Le bouillonnement peut être analysé du point de vue historique et du débat théorique.

Du point de vue historique :

- Les tenants du social accusaient les membres de l’entreprise de provoquer l’exclusion; ces derniers répliquaient en accusant "les sociaux" de pratiquer la morale dans des domaines qu’ils maîtrisent mal.

- Dans les années 80, revirement des mentalités. Le monde économique a commencé à remettre en cause les fondements d’un système qu’il soutient, mais dont les limites se font trop évidentes. De son côté, le secteur social s’est demandé dans quelle mesure il n’était pas reproducteur de la pauvreté et de l’exclusion.

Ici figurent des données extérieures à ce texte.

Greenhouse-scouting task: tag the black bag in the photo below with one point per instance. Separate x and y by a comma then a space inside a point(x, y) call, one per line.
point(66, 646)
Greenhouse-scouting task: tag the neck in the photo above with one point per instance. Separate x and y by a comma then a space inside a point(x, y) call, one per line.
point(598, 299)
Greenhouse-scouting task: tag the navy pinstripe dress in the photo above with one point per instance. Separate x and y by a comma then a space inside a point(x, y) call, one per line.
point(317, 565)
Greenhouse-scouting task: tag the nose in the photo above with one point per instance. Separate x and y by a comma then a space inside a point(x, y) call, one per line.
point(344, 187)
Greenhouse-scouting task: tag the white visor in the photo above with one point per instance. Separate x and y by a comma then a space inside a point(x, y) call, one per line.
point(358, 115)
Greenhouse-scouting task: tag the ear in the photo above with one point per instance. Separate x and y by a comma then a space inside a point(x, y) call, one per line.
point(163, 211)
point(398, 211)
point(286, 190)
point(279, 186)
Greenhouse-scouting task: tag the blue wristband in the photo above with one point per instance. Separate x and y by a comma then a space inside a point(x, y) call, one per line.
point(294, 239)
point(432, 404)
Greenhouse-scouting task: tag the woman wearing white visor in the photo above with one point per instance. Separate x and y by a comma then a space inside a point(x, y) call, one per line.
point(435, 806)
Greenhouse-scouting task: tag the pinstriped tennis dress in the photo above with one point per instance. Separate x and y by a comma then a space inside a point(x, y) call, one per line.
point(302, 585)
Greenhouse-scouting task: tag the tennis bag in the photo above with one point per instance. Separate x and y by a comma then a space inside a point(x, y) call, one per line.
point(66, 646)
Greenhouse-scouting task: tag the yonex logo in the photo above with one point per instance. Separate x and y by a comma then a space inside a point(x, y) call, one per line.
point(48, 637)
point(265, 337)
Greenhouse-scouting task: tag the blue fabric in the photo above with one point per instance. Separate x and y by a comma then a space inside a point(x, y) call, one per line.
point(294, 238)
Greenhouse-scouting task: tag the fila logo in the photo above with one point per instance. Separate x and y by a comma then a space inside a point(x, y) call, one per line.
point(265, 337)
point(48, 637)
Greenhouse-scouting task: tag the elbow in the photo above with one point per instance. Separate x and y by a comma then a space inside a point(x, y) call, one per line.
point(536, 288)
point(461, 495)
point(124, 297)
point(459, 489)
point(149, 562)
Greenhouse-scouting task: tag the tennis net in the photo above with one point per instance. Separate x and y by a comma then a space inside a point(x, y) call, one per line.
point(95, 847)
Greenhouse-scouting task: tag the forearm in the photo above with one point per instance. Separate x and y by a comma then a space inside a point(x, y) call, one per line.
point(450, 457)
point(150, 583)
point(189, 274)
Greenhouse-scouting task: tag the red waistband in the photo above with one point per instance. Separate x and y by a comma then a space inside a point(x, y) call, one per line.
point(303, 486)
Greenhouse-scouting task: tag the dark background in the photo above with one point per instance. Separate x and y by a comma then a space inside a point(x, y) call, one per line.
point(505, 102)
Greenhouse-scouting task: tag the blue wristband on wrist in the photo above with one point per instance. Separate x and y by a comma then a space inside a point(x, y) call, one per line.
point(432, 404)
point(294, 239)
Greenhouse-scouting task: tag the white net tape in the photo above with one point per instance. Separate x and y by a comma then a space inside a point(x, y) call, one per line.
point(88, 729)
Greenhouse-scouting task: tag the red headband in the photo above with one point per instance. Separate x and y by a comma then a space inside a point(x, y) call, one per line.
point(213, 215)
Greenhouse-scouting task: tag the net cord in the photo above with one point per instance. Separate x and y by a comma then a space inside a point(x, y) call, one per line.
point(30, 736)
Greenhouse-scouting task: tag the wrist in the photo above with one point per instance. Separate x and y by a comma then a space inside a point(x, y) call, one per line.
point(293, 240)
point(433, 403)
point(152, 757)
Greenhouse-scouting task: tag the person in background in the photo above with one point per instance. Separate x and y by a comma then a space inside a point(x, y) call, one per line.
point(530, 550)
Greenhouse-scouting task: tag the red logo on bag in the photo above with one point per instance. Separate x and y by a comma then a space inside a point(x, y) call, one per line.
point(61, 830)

Fruit de ce rapprochement, une certaine logique économique a pénétré le domaine du social et un débat s’est ouvert sur

- La notion d’insertion : insérés/exclus, l’analyse espagnole s’appuie sur une définition de la notion d’insertion comme passage des individus entre diverses strates concentriques, allant de l’isolement/exclusion au noyau central de stabilité professionnelle. Les interrogations portent alors sur la question de la productivité sociale et du travail socialement utile.

- Pourquoi ne nous demanderions-nous pas plutôt quels efforts la société doit faire pour être moins excluante ?

- On doit disposer de temps pour créer des itinéraires d’insertion (une multiplicité des formules et des structures d’appui permet une progression des personnes dans les différentes phases d’insertion).

- Quelles sont les meilleures conditions possibles à mettre en place pour qu’un processus d’insertion par l’économique puisse mieux fonctionner ?

- Alors, dans quel environnement placer les projets pour qu’ils se développent dans les meilleures conditions ?

La réponse passe par une prise en compte du local, comme lieu d’ancrage, de négociations et de développement des actions.

Enfin, l’engagement des acteurs est une dimension primordiale. Engagement interne des personnes dans leurs structures, mais aussi engagement externe de négociation avec l’ensemble des acteurs qui ont un rôle local.

On pourrait ainsi résumer : "Faire entrer la logique du social dans les activités économiques et rendre économiques les interventions sociales".